The first ultrasound showed no response..I was devastated.. The doctor reassured me that they had done the ultrasound earlier than normal to watch for signs of overstimulation with the new medication. I was relieved, but the knot in my stomach wouldn’t go away…

The next ultrasound, I had three good eggs (follicles), and several with good potential…Because this was the final try, I didn’t seem to stress as much. I focused on putting it ALL in God’s hand. I tried to be okay with not getting pregnant at all. It took alot of effort, and wasn’t easy. It took a constant reminder, on my part, to stay peaceful………….

The next day, the ultrasound showed two more, and the biggest eggs had a little room to still be in the safe range. It started feeling like a repeated, bad dream. Very familiar……..I again focused on remaining calm and peaceful.

The anticipation was grualling…Breathe Jess, breathe……

The fourth day, the three biggest eggs were reaching the point of no return………Two more eggs barely made it within the acceptable range. I had seven large eggs…Today was the deciding day, because one more day would cause the three biggest eggs to become not viable (not usable)……………

It was now time to test my estrogen levels to see how many eggs were actually mature……….Labs again and we were sent home to wait for the word……………………………………………….
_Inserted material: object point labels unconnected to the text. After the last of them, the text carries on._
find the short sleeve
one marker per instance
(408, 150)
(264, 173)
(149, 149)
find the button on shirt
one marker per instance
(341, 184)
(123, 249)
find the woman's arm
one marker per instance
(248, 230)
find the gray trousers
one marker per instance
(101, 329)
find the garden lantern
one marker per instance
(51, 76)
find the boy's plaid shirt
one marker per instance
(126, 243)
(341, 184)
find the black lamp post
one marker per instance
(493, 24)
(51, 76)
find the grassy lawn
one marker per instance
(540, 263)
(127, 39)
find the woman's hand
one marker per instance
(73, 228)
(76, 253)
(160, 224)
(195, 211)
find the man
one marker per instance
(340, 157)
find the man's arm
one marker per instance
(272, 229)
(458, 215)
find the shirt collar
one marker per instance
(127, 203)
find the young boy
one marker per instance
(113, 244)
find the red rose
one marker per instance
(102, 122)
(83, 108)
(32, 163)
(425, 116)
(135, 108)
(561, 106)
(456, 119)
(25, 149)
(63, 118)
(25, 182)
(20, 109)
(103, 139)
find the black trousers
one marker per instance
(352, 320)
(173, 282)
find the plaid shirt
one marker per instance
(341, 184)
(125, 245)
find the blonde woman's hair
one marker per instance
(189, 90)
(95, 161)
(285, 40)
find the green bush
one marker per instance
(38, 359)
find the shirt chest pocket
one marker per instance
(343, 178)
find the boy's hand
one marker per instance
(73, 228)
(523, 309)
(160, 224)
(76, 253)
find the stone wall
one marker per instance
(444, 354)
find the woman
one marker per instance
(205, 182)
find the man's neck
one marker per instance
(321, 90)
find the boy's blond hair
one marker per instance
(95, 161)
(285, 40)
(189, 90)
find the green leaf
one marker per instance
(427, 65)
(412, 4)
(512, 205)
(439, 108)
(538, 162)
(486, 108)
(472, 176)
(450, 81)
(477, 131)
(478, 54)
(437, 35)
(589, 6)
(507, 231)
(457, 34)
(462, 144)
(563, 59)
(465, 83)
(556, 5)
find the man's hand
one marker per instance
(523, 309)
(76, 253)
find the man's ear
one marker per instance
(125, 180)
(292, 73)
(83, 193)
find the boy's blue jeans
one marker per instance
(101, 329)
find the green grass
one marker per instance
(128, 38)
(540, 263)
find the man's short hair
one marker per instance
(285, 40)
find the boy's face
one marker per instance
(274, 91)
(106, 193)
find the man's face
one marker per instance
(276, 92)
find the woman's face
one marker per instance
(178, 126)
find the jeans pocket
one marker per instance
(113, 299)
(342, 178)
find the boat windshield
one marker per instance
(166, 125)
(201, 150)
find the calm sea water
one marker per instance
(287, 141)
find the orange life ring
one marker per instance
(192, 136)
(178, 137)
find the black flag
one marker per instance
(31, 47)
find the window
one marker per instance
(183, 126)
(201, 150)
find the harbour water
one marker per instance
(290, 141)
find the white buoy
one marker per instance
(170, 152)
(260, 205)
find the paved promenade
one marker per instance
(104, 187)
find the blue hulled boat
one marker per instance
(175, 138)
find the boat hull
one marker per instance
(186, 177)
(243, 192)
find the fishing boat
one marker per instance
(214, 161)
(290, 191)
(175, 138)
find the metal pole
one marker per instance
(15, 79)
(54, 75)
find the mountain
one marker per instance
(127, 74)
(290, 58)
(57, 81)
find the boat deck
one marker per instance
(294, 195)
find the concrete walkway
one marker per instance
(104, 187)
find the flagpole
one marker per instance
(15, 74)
1,433 was my Estradiol (estrogen) count and the second important number of the day. This meant that if the minimum of 200 were in each egg, then there could be seven mature eggs! If any of the eggs had more in them, then as few as three egg could be mature……..Quite a wide range…How could we ever know?………

Every day felt like a decade…….

Last Cycle/Last Chance:(

So as I mentioned before, the doctors said this would be our last cycle, our last chance! They may have let us keep trying, but made it clear that in their opinion, the results would be very similar. They weren’t sure that the added medication would make much of a difference, but we were ALL willing to try just about anything. I felt like I was under alot of pressure.

The doctors all got together and agreed on one professional opinion. They encouraged us to continue with the egg retrieval and transfer, regardless of if I could produce enough eggs. (Enough meaning 8-12 mature eggs.) They had hopes that the new, added medication would help a little, and figured this would be our best shot.

We obviously wanted to see what the results were before we sealed the deal, but we had mostly made up our minds that this was IT!!! Gordon and I once again, put our complete trust and faith in God.

The decision felt so scary, like we had come to the end of our rope, like the clock would stopped ticking………….And yet, at the same time, I felt a sigh of relief…Like it was almost over…We could get on with our lives…….

Floods of thoughts and emotions swept over me….I wasn’t sure which thought or feeling was the strongest or which ones I should feel guilty about. It changed every second, as I was completely overwhelmed, and yet at times, peaceful about where we were at.